The vet’s office was not yet open, so I had to wait for five minutes while Dori tried to escape my firm grip on the leash. I soon had red welts on my hand and wrist from the pressure her lunges applied to the chain wrapped around them.

But the fun began inside. The vet, a woman, asked me to control here while she put in a needle, and Dori was having none of it. She had disliked the procedure the week before, and ‘Cooperation’ is definitely not her other name. I was leaning on top of her, trying to keep her from moving, while she demonstrated that she really was El Santo’s female canine equivalent, La Santa. She had no mask, but with my face pressed to her head, my anti-Covid N-95 rode up over my eyes so I couldn’t see. And the dog kicked and writhed and kicked some more. 

The vet finally gave up and asked her daughter, who is …. well, not small, to come and force the dog’s hind quarters to be still while I managed the front end. Finally, the jab was administered, the vet confirmed that the chemo had already started to reduce the tumour, and I paid and went outside to wait for Gabino.

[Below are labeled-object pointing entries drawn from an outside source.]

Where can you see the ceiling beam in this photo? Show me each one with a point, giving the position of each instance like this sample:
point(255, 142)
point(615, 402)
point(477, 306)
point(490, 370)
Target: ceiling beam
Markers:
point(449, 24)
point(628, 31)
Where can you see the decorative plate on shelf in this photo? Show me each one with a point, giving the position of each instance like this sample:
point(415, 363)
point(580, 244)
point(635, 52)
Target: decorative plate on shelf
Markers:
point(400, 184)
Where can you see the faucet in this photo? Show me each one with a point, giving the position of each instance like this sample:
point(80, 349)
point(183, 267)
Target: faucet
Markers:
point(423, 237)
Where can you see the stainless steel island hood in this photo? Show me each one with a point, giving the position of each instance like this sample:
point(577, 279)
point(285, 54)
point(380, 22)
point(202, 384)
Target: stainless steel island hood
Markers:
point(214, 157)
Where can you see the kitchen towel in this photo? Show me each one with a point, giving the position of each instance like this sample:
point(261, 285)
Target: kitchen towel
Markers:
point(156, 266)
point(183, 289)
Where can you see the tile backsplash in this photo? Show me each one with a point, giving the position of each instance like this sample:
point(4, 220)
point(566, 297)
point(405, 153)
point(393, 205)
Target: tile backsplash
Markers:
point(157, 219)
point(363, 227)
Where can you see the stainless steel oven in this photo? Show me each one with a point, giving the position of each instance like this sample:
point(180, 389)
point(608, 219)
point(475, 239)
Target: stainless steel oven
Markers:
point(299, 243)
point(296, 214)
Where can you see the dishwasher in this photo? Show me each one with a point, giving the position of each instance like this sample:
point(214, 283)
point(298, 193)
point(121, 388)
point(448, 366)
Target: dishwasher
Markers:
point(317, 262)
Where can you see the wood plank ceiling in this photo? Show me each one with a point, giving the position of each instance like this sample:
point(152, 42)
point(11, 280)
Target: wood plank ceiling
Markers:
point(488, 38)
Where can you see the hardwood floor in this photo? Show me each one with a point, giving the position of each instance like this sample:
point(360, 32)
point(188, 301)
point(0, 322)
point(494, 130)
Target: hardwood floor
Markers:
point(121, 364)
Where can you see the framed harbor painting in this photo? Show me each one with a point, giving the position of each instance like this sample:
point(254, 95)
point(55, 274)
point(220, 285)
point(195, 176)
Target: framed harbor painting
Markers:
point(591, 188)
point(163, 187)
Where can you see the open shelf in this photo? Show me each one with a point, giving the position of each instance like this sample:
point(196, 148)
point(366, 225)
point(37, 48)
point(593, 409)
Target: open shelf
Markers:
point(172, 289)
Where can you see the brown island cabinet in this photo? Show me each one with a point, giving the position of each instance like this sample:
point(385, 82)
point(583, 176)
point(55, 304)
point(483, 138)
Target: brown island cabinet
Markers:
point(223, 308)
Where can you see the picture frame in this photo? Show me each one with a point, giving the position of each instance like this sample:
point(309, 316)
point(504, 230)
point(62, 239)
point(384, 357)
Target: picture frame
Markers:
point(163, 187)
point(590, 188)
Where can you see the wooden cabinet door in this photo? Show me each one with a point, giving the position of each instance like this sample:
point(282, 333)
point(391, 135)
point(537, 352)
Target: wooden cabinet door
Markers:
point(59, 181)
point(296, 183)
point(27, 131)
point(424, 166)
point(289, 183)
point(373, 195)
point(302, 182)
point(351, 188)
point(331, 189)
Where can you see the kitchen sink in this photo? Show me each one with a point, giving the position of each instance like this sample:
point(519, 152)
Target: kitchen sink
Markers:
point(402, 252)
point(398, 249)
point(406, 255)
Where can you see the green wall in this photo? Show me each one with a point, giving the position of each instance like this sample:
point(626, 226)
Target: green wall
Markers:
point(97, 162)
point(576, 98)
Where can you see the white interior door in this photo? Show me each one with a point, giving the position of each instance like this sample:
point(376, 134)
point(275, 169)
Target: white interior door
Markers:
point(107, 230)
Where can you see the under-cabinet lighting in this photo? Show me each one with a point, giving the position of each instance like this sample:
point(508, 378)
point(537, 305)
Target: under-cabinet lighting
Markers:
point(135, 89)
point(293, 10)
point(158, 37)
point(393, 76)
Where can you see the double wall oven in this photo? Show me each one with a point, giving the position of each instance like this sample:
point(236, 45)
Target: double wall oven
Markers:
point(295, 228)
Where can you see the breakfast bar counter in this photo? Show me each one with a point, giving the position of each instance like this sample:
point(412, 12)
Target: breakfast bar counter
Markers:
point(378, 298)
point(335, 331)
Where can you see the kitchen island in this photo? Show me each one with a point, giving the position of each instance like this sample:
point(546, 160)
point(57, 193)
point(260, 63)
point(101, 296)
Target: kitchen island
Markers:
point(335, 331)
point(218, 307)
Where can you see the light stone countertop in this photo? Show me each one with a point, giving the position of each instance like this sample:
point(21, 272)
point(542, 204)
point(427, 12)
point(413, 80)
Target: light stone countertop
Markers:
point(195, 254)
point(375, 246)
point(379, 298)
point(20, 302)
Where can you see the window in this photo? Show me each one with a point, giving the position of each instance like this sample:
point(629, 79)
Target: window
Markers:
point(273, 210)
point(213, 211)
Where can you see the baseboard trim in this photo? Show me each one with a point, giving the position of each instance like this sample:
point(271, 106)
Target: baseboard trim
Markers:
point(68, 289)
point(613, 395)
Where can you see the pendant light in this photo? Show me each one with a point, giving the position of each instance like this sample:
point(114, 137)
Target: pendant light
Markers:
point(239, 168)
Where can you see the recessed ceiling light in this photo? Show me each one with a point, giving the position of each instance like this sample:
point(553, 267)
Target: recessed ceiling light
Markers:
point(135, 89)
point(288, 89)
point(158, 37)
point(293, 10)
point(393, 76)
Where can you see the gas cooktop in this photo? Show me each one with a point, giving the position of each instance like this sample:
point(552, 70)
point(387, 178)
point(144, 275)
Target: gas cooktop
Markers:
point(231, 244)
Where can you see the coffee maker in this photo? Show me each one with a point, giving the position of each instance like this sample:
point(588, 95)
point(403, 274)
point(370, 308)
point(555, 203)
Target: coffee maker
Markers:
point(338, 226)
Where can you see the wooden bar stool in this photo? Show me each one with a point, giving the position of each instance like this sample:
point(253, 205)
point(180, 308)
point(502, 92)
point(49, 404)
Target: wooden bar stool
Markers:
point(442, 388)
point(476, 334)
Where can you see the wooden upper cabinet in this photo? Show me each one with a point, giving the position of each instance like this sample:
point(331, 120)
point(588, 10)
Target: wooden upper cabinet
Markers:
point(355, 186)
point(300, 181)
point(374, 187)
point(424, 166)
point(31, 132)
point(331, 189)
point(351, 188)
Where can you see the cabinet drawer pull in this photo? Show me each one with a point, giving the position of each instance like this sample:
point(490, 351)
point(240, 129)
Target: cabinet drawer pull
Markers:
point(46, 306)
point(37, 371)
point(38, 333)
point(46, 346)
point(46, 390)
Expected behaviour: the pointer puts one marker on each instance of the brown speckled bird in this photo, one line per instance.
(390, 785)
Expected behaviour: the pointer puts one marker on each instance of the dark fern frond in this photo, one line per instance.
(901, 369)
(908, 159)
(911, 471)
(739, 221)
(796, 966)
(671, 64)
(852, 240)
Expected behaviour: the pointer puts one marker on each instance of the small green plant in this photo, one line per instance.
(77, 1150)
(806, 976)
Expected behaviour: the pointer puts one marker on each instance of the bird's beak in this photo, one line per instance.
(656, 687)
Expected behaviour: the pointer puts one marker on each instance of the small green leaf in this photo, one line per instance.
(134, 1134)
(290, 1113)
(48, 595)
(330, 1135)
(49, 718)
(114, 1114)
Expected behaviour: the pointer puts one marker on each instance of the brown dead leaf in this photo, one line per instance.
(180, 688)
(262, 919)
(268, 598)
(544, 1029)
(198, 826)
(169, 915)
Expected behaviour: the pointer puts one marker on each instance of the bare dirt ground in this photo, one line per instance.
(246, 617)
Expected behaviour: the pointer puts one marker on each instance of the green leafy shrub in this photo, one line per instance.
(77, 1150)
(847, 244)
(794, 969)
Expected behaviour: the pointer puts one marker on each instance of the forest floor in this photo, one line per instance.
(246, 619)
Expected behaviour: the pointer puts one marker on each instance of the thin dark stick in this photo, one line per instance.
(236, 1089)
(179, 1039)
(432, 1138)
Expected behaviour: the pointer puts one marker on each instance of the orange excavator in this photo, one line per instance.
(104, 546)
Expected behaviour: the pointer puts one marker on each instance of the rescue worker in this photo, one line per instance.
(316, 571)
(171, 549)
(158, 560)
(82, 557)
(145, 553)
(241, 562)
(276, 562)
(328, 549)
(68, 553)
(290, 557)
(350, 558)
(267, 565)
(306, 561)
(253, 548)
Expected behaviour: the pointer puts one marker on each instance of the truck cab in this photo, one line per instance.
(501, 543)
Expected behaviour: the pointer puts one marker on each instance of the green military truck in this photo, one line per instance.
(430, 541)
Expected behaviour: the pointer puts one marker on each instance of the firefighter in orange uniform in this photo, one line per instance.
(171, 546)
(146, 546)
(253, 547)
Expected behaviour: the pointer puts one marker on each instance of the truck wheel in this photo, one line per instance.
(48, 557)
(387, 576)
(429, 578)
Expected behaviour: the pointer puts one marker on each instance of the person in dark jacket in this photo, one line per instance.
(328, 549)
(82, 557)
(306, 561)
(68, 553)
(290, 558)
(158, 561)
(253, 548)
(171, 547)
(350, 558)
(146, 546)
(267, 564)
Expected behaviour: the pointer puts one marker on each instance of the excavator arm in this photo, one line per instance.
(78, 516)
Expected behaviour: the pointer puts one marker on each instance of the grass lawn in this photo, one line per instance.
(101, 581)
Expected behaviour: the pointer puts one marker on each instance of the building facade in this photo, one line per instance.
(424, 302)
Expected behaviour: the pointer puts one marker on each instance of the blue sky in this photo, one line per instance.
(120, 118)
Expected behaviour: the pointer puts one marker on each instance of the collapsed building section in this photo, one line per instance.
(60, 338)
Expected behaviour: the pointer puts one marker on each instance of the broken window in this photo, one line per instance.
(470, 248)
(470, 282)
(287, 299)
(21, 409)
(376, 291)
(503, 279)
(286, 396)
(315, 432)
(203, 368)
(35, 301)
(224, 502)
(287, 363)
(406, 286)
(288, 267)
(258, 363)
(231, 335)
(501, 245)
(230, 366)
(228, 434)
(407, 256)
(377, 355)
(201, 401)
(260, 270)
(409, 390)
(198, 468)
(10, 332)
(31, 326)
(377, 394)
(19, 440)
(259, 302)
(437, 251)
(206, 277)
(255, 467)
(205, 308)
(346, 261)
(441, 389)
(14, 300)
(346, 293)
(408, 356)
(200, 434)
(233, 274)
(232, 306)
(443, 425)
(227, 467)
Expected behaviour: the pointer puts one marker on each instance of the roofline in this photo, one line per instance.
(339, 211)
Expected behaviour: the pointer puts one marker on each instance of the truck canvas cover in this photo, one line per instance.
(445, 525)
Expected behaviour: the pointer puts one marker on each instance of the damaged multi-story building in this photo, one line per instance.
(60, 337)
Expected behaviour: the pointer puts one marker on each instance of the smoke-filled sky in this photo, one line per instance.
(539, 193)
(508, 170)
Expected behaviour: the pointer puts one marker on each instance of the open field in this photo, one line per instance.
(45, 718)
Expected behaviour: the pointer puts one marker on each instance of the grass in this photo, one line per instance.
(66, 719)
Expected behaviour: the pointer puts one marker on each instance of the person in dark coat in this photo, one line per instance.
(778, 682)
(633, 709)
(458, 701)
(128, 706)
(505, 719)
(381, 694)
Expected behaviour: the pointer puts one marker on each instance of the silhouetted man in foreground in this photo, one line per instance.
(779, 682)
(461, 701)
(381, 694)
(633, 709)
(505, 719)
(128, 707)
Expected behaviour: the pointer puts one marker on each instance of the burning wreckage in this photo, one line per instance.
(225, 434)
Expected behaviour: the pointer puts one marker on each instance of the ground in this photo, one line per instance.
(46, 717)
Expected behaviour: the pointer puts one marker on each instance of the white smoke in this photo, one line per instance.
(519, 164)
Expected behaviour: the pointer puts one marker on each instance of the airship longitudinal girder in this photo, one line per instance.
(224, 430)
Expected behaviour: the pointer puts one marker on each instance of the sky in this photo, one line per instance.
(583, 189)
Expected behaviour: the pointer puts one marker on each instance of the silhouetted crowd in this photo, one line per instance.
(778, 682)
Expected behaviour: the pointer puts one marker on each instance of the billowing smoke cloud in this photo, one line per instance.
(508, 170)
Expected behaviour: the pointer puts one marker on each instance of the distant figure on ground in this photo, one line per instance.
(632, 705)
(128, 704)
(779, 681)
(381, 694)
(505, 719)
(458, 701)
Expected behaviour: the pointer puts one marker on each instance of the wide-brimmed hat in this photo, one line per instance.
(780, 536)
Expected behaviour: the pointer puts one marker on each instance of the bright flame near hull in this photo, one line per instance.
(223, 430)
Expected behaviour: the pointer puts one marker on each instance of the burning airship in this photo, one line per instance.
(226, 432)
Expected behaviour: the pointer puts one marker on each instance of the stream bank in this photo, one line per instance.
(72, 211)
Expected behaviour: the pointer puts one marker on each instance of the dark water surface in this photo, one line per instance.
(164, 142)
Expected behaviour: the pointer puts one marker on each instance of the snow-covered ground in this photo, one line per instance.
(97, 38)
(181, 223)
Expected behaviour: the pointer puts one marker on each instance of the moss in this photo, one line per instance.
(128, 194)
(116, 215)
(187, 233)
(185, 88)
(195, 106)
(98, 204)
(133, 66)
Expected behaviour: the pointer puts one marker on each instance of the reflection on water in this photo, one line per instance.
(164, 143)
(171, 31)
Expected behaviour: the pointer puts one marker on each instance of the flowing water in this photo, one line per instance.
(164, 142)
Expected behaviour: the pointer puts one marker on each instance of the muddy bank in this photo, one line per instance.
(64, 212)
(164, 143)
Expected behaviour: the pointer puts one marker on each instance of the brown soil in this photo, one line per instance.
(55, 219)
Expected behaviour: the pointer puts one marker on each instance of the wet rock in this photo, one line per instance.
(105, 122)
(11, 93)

Dori was now truly upset, and not willing to be patient. I had to move away from the vet’s doorway, because she wanted to lunge at any animal that was brought to it. She particularly wanted to kill and eat a cat or two, it seemed, since she howls at cats anyway, and three came for treatment while we waited. Gabino was five minutes late, then ten, then fifteen, and by this point we had moved in spasmodic jerks a hundred yards up the street and back again. My shoulders were beginning to ache from the effort, and my hands were raw in places from the tightened chain of the leash. I didn’t topple as she dashed around my legs, but I had to skip a light fandango at times to prevent it.

Gabino got us back safely to his house, but a truck was blocking the lane in front of us. No worries, I thought, it’s only thirty yards. Thanks, and see ya later, amigo.

And at this point, Gabino’s own dogs dashed out, and Dorada went nuts. With me yelling her name at her, and her waiting for the moment I shifted my grip on the leash to make a fresh lunge, we staggered yard by yard to the gate, where I tried to remain still as I put the key in the lock, the dog blanket draped over my arm and beginning to drag on the ground if I didn’t hold my arm high.

This was her big chance, she realised. With one almighty leap, she almost got away from me, only the leash being wrapped round my left fist preventing her. But I went crashing down onto my left hip and shoulder, the friction tore some skin off my finger, and it was arguable whether her barking dogfully or me barking her name was the louder contribution to the pandemonium. I finally dragged her to the gate, got her inside, and let her run off with the leash still attached while I caught my breath, and watched blood ooze over my left hand.

She let me retrieve the leash once she was re-quarantined in the corral where she has to stay for another week. And yes, I’m fine, apart from a bruise or three, and a missing piece of skin.

But while I’m used to dogs being cantankerous, this one is the strongest and most single-minded mutt I’ve ever tried to manage. 

Dogs are wonderful companions, and they can be rays of sunshine on a grey day. But they never show anything I can recognise as gratitude. This one has also cost a pretty peso in vet bills and in cinderblocks to close her exit-points for escaping. I won’t say I felt homicidal towards her as I limped up the stairs to put iodine and a bandage on my finger, but let’s say she has been testing my affections to the Nth degree.